The ANC's victory was expected, and attention had focused on whether it would continue to maintain the psychological advantage gained by winning at least two-thirds of the vote. Opposition parties campaigned strongly to prevent it from doing so.
The party, with its history of fighting apartheid, has dominated politics since 1994 when it came to power under Nelson Mandela in the country's first democratic elections. .
Mandela appeared at an ANC rally last week in an endorsement of the party's presidential candidate, Jacob Zuma. The South African president is chosen by parliament, and Zuma is certain to win the post and be inaugurated next month.

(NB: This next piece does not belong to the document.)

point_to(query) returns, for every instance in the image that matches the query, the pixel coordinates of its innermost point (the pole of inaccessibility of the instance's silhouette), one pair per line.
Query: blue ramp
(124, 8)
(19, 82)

Zuma has made an extraordinary political comeback after a series of seemingly insurmountable political setbacks and prosecutions. Corruption charges were dropped just weeks ago because of prosecutorial misconduct, but the opposition is demanding a judicial review of the decision.
Voters came back to the ANC despite social unrest and repeated protests over poor government services since the 2004 election.
But the decline in the ANC's vote and increase in support for the main opposition party suggests a gradual political shift. When the next elections are held in five years, the first of those born since the end of apartheid -- without personal experience of the struggle against it -- will be eligible to vote.
Some analysts have characterized the results of last week's elections as a victory for everyone. The ANC had a big win, and the two main opposition parties did well, too.
The ANC won 65.9% of the 17.7 million votes cast, down 4 percentage points from five years ago. That gives it 264 seats in the 400-member parliament, three short of a two-thirds majority.
The Democratic Alliance won 16.6%, an increase of 4 percentage points, and gets 67 seats in parliament. The party, led by a white woman, Helen Zille, is perceived by many blacks as a white party, but has tried to overcome that image by selecting many biracial and black candidates.
The Congress of the People, launched four months ago with limited financial resources, won 7.42%. COPE was formed by anti-Zuma dissidents who split from the ANC after Thabo Mbeki was ousted as president. It will seat 30 lawmakers.
The balance of the votes were distributed among minor opposition parties.
Western Cape, where the DA won, is the home of South Africa's "mother city," Cape Town, and is a draw for tourists with its stunning coastline, vineyards and scenic Table Mountain. But Khayelitsha, a sprawling township of 1.5 million people on its outskirts, is one of the country's poorest areas. Many people still live in shacks, and the township is riven by gang violence and drugs.
If the DA succeeds in improving services and runs the province more efficiently, it could help the party in the next elections.